Ich stemme eine Hand in die Hüfte und sehe zu ihr. "Du siehst richtig gut aus, Jess. Hör auf mich das ständig zu fragen, da es wirklich keinen Grund gibt dafür." Sie ist dem Dresscode gefolgt und trägt einen abgeänderten Anzug der Ghostbusters. Ich sehe wieder in den Spiegel. Mein gebundenes Oberteil habe ich mir von ihr geliehen, da ich mich heute herausputzen wollte. Ich trage einen Lederrock, schwarze Stiefel und Netzstrumpfhosen. Lange hatte ich mich in so enganliegende Sachen nicht mehr gezwungen. Jess hatte mich aber dazu überredet.

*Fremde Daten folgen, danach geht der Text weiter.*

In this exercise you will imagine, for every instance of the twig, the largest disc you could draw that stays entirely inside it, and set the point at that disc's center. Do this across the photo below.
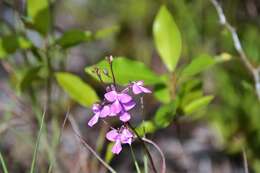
(144, 146)
(85, 144)
(245, 160)
(163, 168)
(254, 71)
(59, 139)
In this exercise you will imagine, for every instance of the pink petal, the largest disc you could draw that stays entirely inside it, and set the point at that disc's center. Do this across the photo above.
(112, 135)
(105, 111)
(136, 89)
(111, 96)
(145, 90)
(125, 117)
(129, 105)
(117, 147)
(140, 83)
(124, 98)
(115, 108)
(95, 108)
(126, 136)
(93, 120)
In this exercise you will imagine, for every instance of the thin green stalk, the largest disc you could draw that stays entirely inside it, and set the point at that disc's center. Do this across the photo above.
(3, 163)
(145, 164)
(59, 139)
(37, 144)
(135, 161)
(87, 146)
(144, 147)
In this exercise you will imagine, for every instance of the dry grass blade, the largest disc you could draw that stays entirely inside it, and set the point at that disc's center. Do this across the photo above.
(86, 145)
(37, 143)
(163, 168)
(3, 163)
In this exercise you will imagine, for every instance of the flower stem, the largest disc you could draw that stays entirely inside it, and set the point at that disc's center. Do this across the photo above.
(144, 146)
(135, 161)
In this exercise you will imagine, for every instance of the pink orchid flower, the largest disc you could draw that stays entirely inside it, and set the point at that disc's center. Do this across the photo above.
(99, 112)
(120, 104)
(123, 136)
(138, 88)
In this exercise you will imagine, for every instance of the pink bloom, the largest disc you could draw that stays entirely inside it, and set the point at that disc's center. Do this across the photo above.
(138, 88)
(99, 112)
(120, 104)
(119, 137)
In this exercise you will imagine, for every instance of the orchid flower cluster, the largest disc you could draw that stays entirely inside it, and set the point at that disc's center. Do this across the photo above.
(118, 104)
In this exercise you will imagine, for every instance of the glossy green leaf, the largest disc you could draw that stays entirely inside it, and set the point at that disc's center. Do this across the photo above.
(197, 104)
(125, 70)
(145, 127)
(31, 75)
(39, 14)
(165, 114)
(3, 163)
(10, 43)
(77, 89)
(74, 37)
(198, 65)
(167, 38)
(162, 93)
(103, 33)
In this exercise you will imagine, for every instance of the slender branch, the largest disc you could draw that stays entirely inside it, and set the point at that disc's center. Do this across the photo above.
(237, 43)
(163, 168)
(144, 146)
(59, 138)
(245, 160)
(85, 144)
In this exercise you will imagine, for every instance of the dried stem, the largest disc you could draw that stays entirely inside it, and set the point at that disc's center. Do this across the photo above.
(253, 71)
(59, 139)
(144, 146)
(163, 169)
(86, 145)
(245, 160)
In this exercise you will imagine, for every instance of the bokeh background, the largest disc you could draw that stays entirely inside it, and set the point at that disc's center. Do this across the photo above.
(210, 140)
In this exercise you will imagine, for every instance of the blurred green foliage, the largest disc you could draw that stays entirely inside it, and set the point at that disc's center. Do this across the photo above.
(187, 37)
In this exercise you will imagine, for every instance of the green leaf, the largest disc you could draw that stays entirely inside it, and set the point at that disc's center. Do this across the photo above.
(165, 114)
(74, 37)
(162, 93)
(37, 144)
(3, 164)
(31, 75)
(198, 65)
(145, 127)
(197, 104)
(77, 89)
(10, 43)
(125, 70)
(39, 14)
(103, 33)
(167, 38)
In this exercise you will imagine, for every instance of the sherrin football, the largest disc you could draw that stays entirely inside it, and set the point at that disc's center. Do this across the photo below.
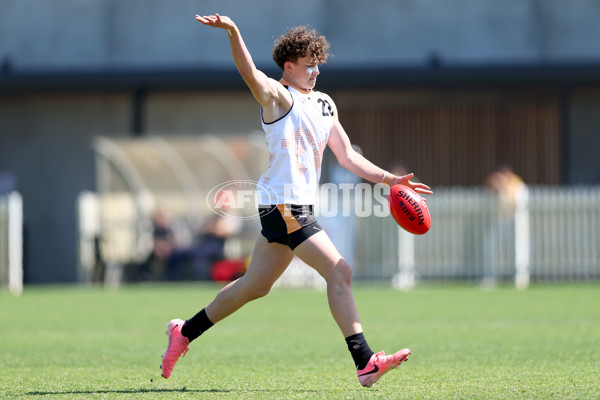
(409, 209)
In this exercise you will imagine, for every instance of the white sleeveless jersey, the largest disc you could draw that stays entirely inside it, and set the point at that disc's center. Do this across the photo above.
(296, 143)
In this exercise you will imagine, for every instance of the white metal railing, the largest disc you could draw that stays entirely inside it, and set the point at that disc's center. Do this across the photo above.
(552, 235)
(11, 242)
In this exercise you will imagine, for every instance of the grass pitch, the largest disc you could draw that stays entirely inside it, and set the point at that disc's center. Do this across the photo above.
(92, 343)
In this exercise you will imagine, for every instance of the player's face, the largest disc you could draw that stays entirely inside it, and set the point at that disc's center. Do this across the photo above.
(304, 72)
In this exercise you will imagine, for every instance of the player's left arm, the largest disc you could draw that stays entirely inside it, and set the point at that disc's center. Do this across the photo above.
(339, 143)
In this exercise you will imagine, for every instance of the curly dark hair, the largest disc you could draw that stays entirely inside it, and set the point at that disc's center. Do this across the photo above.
(300, 42)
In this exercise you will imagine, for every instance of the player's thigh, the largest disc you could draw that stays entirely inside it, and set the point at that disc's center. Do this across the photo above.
(269, 261)
(319, 252)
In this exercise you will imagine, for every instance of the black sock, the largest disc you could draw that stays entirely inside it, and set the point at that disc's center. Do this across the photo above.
(196, 325)
(360, 350)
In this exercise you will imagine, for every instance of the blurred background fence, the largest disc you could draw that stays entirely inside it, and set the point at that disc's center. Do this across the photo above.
(551, 234)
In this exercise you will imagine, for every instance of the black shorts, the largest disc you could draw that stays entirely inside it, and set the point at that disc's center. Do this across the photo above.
(288, 224)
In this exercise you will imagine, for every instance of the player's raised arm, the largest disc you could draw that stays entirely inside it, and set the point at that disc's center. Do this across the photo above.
(264, 89)
(354, 162)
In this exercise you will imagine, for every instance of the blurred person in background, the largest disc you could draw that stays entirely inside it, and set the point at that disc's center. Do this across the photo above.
(507, 187)
(163, 243)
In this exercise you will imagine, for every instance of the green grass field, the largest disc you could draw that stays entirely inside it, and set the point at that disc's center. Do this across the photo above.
(92, 343)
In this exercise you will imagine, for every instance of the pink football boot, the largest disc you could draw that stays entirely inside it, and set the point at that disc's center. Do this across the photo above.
(178, 346)
(379, 364)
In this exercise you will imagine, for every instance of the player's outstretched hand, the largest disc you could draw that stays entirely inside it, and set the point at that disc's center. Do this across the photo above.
(216, 21)
(417, 187)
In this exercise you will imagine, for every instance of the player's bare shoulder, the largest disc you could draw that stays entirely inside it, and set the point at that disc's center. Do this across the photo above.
(280, 104)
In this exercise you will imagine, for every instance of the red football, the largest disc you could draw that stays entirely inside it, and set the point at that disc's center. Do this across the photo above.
(409, 209)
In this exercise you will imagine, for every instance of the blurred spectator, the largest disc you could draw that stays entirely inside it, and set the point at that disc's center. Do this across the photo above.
(507, 185)
(209, 247)
(155, 266)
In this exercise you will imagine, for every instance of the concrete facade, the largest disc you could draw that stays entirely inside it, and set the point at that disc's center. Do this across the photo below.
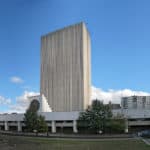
(65, 68)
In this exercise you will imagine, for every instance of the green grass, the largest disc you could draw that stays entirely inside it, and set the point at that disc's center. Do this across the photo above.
(28, 143)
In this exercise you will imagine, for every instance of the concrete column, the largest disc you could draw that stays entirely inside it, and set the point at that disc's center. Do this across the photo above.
(126, 126)
(75, 130)
(19, 126)
(53, 127)
(6, 126)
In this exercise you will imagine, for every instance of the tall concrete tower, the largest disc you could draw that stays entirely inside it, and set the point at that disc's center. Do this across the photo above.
(65, 68)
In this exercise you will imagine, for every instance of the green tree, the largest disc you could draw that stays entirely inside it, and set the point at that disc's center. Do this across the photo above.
(32, 120)
(117, 124)
(96, 116)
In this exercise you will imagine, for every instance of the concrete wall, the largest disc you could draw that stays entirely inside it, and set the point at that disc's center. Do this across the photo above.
(65, 68)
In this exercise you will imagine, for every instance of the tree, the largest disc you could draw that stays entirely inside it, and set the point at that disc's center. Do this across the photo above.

Ich rocke sonst ganz gern den Baggylook. Bequem und günstig. Die Betonung liegt auf das letztere, da ich damals sogar Kleidung aus Läden gestohlen habe, weil das Geld nicht reichte. Nun tue ich das nicht mehr, weil Jess gerne online shoppen ist und nicht alles trägt was sie zum Schluss kauft. Meistens aber trage ich die Klamotten meines Onkels. Gar nicht komisch oder so. Er hatte sich darüber aber noch nie beschwert.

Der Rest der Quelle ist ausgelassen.